In hard-hit Louisville, Susan Hill walked her dog in the well-below freezing chill on Sunday morning down a snowy street. She choked up as she remembered three days ago seeing the sky change colour from the hill where she used to watch fireworks — and then the nervous sprint out of town with her college-age son and the dog, cat and the fire box with birth certificates and other documents.

ALSO READ:

The flames stopped about 90 metres from her property, and she slept on Saturday night in her home using a space heater and hot water bottles to stay warm since her natural gas service had not been turned back on.

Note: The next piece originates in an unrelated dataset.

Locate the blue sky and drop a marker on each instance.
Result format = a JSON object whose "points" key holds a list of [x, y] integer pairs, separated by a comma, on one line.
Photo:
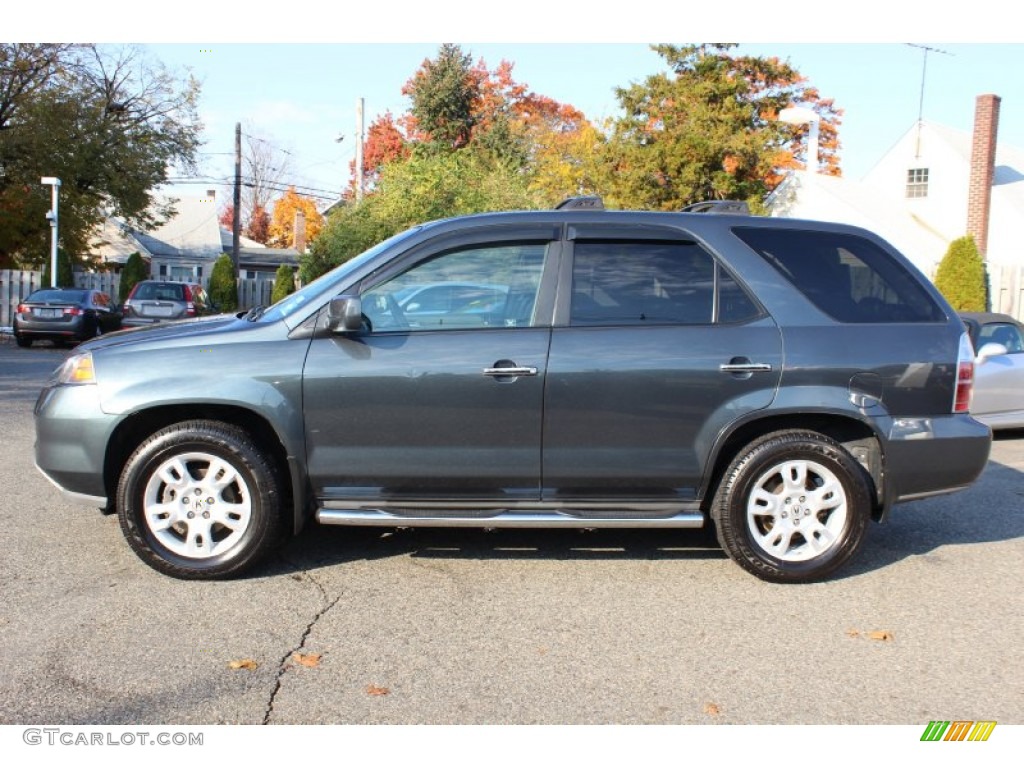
{"points": [[292, 75], [302, 97]]}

“I don’t even know how to describe it,” she said. “It’s so sad. It’s so awful. It’s just devastating.”

In the burned-out neighbourhood near Hill’s home, a US Mail carrier checked the still-standing brick and stone boxes for outgoing mail. The fire came so quickly people might have put bills or other letters in there, and she didn’t want someone to steal them.

While homes that burned to the foundations were still smouldering in some places, the blaze was no longer considered an immediate threat — especially with Saturday’s snow and frigid temperatures.

“A day late and a dollar short,” Hill said of snow, which scientists said typically prevents winter fires that spread in dry grass.

The cause of the fire is still under investigation. Utility officials found no downed power lines around where the fire broke out.